Pour réaliser cette histoire consacrée à ce sujet d’actualité qu’est le « suicide assisté », que certains préfèrent remplacer par des expressions moins frontales comme « aide à la fin de vie », les auteurs se sont inspirés de faits réels, l’un étant lui-même directement concerné par le sujet, à travers son père militant dans l’association « Ultime liberté ». Le projet est ainsi né de la rencontre d’Olivier Peyon, scénariste et réalisateur de documentaires, avec le père de son ami dessinateur Livio Bernardo. Avant d’entamer cet ouvrage on pourrait s’attendre à quelque chose de lénifiant voire plombant. Or il n’en est rien, bien au contraire. La narration est très dynamique, éloignée de tout pathos inutile. On sourit souvent en voyant ces « vieux fourneaux » forts en gueule et attachants, qui souvent ne sont pas d’accord entre eux et le font savoir, mais unis par une même cause, le droit à mourir dans la dignité. Courageux, ils n’hésitent pas à braver la loi pour aider des mourants à partir, en toute bienveillance, mais également lucides, car ils savent que c’est leur propre mort qu’ils affrontent par leurs actions, et celle-ci n’est pas une perspective très éloignée…

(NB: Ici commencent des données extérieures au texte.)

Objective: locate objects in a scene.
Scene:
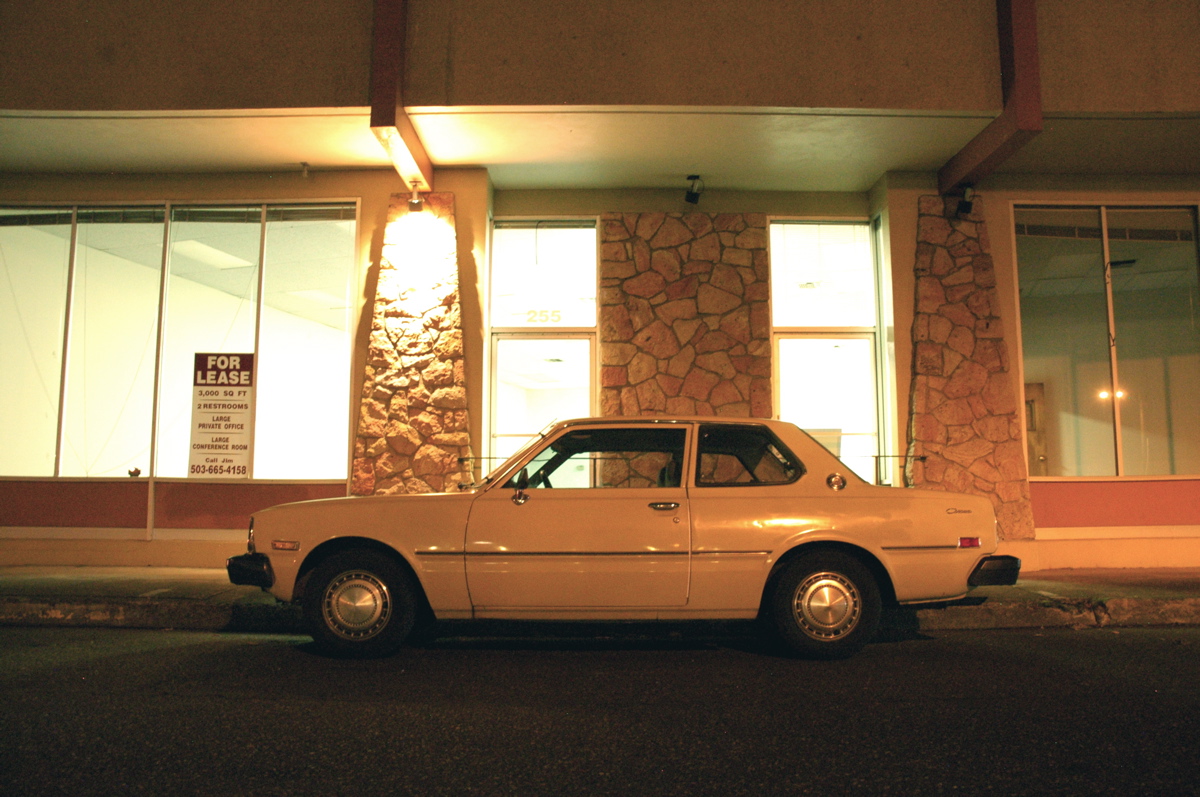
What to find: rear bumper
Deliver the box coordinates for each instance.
[226,553,275,589]
[967,556,1021,587]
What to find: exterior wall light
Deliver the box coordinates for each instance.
[408,180,425,212]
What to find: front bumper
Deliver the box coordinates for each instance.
[967,556,1021,587]
[226,553,275,589]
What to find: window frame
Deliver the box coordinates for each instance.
[1008,199,1200,483]
[481,216,600,473]
[767,216,900,485]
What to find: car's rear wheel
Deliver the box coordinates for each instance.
[770,551,882,659]
[304,551,418,657]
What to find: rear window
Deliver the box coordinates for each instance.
[696,424,804,487]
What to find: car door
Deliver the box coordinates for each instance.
[466,424,690,613]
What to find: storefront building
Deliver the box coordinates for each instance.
[0,0,1200,569]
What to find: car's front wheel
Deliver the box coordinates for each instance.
[770,551,882,659]
[304,551,418,657]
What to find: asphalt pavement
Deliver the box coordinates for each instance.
[0,567,1200,634]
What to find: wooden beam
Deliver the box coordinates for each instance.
[370,0,433,191]
[937,0,1042,194]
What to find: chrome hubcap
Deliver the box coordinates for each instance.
[323,570,391,640]
[792,573,863,641]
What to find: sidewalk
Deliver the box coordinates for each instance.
[0,567,1200,634]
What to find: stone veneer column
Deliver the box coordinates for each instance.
[905,196,1033,540]
[600,212,772,418]
[350,193,470,496]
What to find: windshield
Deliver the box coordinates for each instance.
[474,420,558,486]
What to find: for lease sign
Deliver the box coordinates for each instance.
[187,354,254,479]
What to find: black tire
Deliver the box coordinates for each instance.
[769,551,882,659]
[304,551,419,658]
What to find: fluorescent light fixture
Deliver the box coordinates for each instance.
[172,239,254,269]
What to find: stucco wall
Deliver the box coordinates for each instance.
[0,0,372,110]
[404,0,1001,110]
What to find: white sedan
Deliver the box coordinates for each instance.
[228,418,1020,658]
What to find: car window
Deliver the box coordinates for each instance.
[505,427,686,489]
[696,424,804,487]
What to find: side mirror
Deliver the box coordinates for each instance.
[510,468,529,507]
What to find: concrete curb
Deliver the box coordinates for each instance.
[0,598,1200,634]
[0,598,301,634]
[917,598,1200,630]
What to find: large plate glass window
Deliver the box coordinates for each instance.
[1015,206,1200,477]
[0,204,356,479]
[0,208,73,477]
[484,221,596,471]
[770,222,889,481]
[59,208,163,477]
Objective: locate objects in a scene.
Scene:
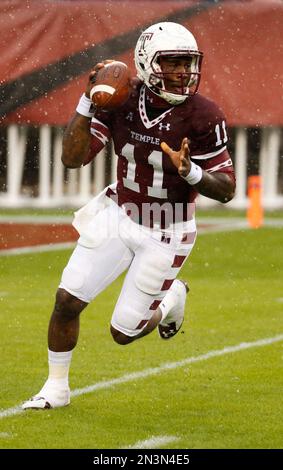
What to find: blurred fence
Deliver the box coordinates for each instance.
[0,0,283,208]
[0,124,283,209]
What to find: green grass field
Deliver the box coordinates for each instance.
[0,228,283,449]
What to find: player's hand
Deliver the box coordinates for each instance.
[160,137,191,176]
[85,59,114,98]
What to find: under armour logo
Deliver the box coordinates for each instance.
[159,122,171,131]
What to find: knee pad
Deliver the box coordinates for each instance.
[135,250,172,295]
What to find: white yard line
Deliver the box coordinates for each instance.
[126,436,180,449]
[0,334,283,419]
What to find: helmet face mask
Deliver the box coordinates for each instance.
[135,22,203,105]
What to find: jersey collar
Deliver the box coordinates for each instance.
[139,85,174,129]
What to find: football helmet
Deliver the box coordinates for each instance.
[135,22,203,105]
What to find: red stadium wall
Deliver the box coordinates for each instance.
[0,0,283,127]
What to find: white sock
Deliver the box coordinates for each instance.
[159,289,179,323]
[48,349,73,386]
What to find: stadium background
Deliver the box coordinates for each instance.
[0,0,283,456]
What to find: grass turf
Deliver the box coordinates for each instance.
[0,228,283,449]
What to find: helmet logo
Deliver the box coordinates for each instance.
[140,33,153,49]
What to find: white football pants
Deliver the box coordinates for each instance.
[59,196,196,336]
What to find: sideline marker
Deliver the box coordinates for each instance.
[247,175,263,228]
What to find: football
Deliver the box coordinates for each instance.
[90,61,131,109]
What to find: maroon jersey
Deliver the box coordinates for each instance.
[85,82,233,226]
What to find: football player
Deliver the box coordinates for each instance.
[23,22,235,409]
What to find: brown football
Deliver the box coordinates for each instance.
[90,60,131,109]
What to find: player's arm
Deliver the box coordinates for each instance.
[161,138,235,203]
[61,60,111,168]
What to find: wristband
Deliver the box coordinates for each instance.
[182,162,202,186]
[76,94,94,118]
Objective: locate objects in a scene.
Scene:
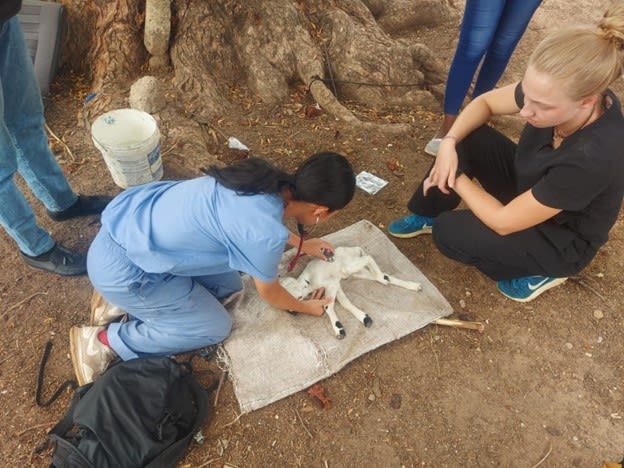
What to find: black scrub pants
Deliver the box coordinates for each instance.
[407,126,581,281]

Mais c’est avec deux personnages-clé que l’intérêt du récit va se trouver renforcé. Deux personnages jeunes qui veulent mourir, mais pour des raisons diamétralement opposées. D’un côté Vincent, un jeune ambulancier qui n’arrive pas à se remettre du départ de sa copine et veut en finir. Tel un cheveu sur la soupe, Vincent va se mêler aux « vieux schnocks » de l’association, déterminé à tirer sa révérence. Ces derniers, désemparés, vont tenter d’en dissuader le jeune homme, beau gosse en pleine santé, contrairement à Eléonore, qui, à 35 ans, a l’air d’une vieillarde grabataire. Atteinte d’anorexie depuis l’enfance et détraquée par les traitements, le visage marqué par la souffrance, celle-ci semble avoir des raisons légitimes d’en finir. La rencontre avec Eléonore va forcer Vincent à relativiser son propre mal-être, lui qui en outre sera chargé par les membres de l’association de donner la « mixture spéciale » à la jeune femme candidate au départ vers l’au-delà… Ce qui donnera lieu aux séquences les plus poignantes du livre.

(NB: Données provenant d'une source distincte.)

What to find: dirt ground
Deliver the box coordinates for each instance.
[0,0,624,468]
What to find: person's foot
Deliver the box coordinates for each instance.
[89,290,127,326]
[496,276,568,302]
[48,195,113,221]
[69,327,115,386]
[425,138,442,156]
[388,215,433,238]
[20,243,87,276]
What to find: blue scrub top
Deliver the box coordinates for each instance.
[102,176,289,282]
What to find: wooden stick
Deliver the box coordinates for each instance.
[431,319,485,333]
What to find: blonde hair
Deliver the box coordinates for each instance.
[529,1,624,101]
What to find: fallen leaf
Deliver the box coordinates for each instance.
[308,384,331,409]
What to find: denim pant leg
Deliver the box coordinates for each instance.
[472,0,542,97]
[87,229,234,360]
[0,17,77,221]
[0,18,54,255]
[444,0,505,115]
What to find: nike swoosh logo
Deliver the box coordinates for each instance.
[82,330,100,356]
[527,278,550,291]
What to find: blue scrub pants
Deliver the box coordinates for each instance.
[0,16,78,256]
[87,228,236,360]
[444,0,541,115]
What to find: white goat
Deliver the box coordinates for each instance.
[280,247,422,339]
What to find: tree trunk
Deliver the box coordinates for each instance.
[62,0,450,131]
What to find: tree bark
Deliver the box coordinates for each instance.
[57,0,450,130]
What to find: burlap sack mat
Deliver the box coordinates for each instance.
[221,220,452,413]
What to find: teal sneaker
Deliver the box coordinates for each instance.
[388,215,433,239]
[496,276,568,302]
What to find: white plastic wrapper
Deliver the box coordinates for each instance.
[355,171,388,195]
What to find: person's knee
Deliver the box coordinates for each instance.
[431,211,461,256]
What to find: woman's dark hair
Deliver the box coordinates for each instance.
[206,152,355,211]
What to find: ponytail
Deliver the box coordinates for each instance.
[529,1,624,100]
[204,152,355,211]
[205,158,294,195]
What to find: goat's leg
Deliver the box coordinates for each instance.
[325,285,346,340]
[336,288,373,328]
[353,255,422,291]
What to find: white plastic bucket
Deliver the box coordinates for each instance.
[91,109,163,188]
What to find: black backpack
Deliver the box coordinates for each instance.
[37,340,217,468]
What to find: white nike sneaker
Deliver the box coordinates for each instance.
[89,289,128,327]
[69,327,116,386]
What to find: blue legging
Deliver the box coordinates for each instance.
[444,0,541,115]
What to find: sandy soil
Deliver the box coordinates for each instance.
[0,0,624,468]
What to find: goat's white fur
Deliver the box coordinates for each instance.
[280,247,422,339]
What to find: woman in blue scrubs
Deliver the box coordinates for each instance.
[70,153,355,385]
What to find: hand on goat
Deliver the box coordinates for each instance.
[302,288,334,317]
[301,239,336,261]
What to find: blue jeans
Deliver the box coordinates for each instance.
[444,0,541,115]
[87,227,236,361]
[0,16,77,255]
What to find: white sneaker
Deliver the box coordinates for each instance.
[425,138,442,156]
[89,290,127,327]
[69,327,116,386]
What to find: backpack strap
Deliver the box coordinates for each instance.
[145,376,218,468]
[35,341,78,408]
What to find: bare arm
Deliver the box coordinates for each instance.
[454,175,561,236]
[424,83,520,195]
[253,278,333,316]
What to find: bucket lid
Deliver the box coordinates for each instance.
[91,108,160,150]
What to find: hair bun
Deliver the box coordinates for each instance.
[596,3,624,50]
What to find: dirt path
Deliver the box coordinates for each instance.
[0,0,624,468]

Le dessin de Livio Bernardo reste axé principalement sur les visages, souvent en plan très rapproché. Son trait épais leur confère une expressivité qui vous saute à la figure et s’affranchit totalement des cases, devenues inutiles. Pour les scènes nocturnes, Bernardo recourt à un lavis de bon aloi, avec quelques touches de couleurs extrêmement rares, qui par exemple souligneront ce fameux jus d’orange, poison mortel à la couleur solaire.

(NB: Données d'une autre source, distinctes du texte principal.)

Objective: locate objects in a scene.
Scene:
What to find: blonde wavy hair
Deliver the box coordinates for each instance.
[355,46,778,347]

Dans une société qui cherche à masquer la décrépitude par une ode publicitaire constante à la jeunesse éternelle et qui camoufle ses vieux dans des EHPAD, véritables antichambres industrielles de l’au-delà, la mort n’est pas un sujet populaire. On peut pourtant en parler sans pour autant plomber l’ambiance, la preuve avec cet album qui s’avère être une belle célébration de la vie. Son mérite est de dédramatiser le sujet, plaidant pour le droit à une mort douce, épargnant aux accompagnateurs les ennuis judiciaires, sans les affres de la culpabilité imposée par deux millénaires de catholicisme condamnant à l’enfer les suicidés. Car il faut tout de même le rappeler, l’Eglise a longtemps refusé de célébrer les obsèques d’un fidèle s’étant donné la mort, le suicide étant considéré par le code de droit canonique comme un péché… mortel. Si l’on considère que l’on peut décider de sa vie, on doit aussi pouvoir décider de sa mort, et « En toute conscience » est là pour le démontrer, de façon humaine, sans discours pompeux et stériles. Simple, basique. Amen et point final.